Earlier in the year, he experienced his finest hour in Test cricket — at Headingley, Leeds against Nasser Hussain’s Englishmen. He scored 68 in bowler-friendly conditions and put on 170 for the second wicket with Rahul Dravid whose 148 can be considered as an epic. Those ended up being match-winning efforts.
The 2003 edition of Wisden Cricketers’ Almanack reported: “The game had started slowly after Ganguly, fearlessly going against all Headingley precedent by picking two spinners, won the toss and batted. Sehwag gloved a catch in the seventh over; Dravid and Bangar settled back and worked to rule - the first 50 came up ten minutes before lunch, to much foot-shuffling in the crowd. Dravid was immaculate from the start, watching each ball like a seamstress and ignoring the ones which thudded into his shoulder, helmet or chest. Bangar was an admirable sidekick but his demise was greeted with excitement as the crowd prepared for Tendulkar.”

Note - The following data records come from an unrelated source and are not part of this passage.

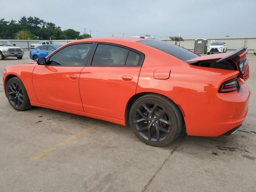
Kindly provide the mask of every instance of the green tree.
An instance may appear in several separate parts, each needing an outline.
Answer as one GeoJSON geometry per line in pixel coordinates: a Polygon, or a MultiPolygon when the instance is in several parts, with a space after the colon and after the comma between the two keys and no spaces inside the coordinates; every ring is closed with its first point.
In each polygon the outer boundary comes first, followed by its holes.
{"type": "Polygon", "coordinates": [[[63,34],[66,36],[68,39],[75,39],[79,36],[80,32],[76,31],[74,29],[68,29],[63,31],[63,34]]]}
{"type": "Polygon", "coordinates": [[[19,31],[14,36],[14,38],[18,39],[30,40],[37,39],[35,35],[29,31],[22,30],[19,31]]]}
{"type": "Polygon", "coordinates": [[[88,38],[92,38],[92,37],[89,34],[86,33],[82,35],[80,35],[77,39],[87,39],[88,38]]]}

Tendulkar went on to carve out a century (193) which was significant in terms of value and history. It took him past Sir Don Bradman’s 29 Test centuries and he didn’t forget to mention Bangar’s contribution: “Sanjay Bangar played beautifully for his 68 and he put on a good partnership with Rahul Dravid, who played superbly. I remember going to bat after tea and Andrew Flintoff was bowling a lot of short-pitched stuff round the wicket.” That provided some idea of what Bangar and Dravid had to endure that testing day in August.
Ganguly went on to become India’s third centurion of the innings. As captain, he must be given credit for agreeing to Bangar opening the innings.
Bangar also claimed the wickets of Mark Butcher and John Crawley to hasten India’s innings and 46-run win.
Bangar went to the World Cup in 2003 and couldn’t get a game. But he extended a helping hand especially before the crucial game against Pakistan at Centurion. Coach John Wright remembers Bangar emphasising the point in a team meeting that the Indians must turn on the aggression big-time against the old enemy. They did. They won.
Bangar did not get the opportunities his fighting qualities deserved. Probably, another case of flair being preferred over true grit.
His domestic journey for Railways was not a pathway of comfort and some of his stories may be similar to the ones which cricketers had to put up with in a bygone era. Hence, his overall contribution to the game shouldn’t be underestimated.